409 words
Author’s Note:
A sestina written for all of our folk who were duped into being part of that first war to end all wars, that brother-killing-brother war, that beginning of our end.
I purposely did not date it November 11, so it would be more than merely a Veterans Day poem, although it is, also and most profoundly, a Veterans Day poem.
We sit on duckboards or we stand in mud
Waiting, watching as the setting sun
Dips deep behind the ridge. Red clouds like blood
Thrown up against the blue-black sky make fun
Of all the blood thrown down, and thrown away,
All around us. We sit and wait for day
To end. We’ll be here when another day
Begins. As another morning finds mud—
(Mud and death)—and quite simply dawns away
Regardless. Up and down the yellow sun
Rises, sets, and decides some pretty fun
Can be had in skies the color of blood,
Unaware that down here, for us, it’s blood—
Über alles–that saturates each day
And stains our lives. Blood isn’t pretty fun.
To bleed or not to bleed here in the mud . . .
Watching the rising or the setting sun
Bleed into clouds, while we, too, bleed away
In little or in sudden bits. Away
We bleed… Away. Away in draughts of blood
And shattered bone. As all the while the sun
Throws bloody dawn or bloody ends of day
Into the skies that hang above the mud
That holds us. Surely there’s some sort of fun
To be had (terrible ironic fun
Of course… but still, it is there, in a way)

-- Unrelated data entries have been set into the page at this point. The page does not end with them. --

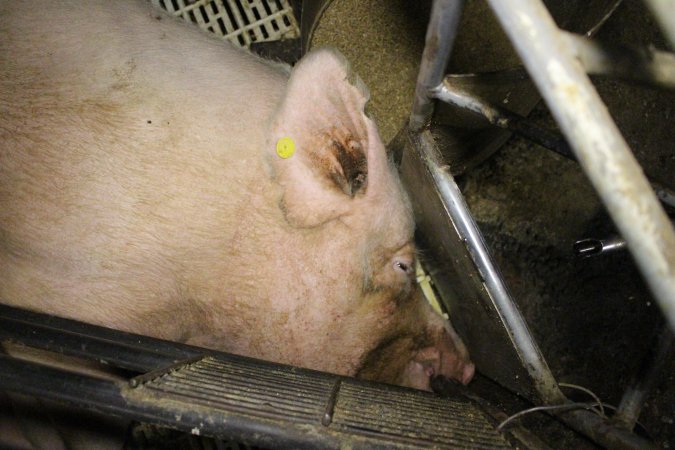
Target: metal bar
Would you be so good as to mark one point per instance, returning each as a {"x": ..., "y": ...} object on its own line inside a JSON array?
[
  {"x": 664, "y": 13},
  {"x": 501, "y": 117},
  {"x": 648, "y": 376},
  {"x": 600, "y": 148},
  {"x": 81, "y": 346},
  {"x": 131, "y": 352},
  {"x": 646, "y": 65},
  {"x": 143, "y": 343},
  {"x": 604, "y": 432},
  {"x": 440, "y": 37},
  {"x": 517, "y": 329}
]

In looking upward from these slits of mud
And seeing winter skies awash in blood
When we’ve been awash in it, too, all day.
What clever things we – to share with the sun
The same bloodiness-es under the sun
That hang over the sun in clouds. What fun
We can find! Great fun every bloody day,
Watching the sun and comrades bleed away . . .
Sitting and watching while vistas of blood
Fall upon us, on duckboards or on mud.
Tonight, let the sun bleed itself away
To where fun is not a joke, soaked in blood,
Red clouds and mud. Let us have no next day.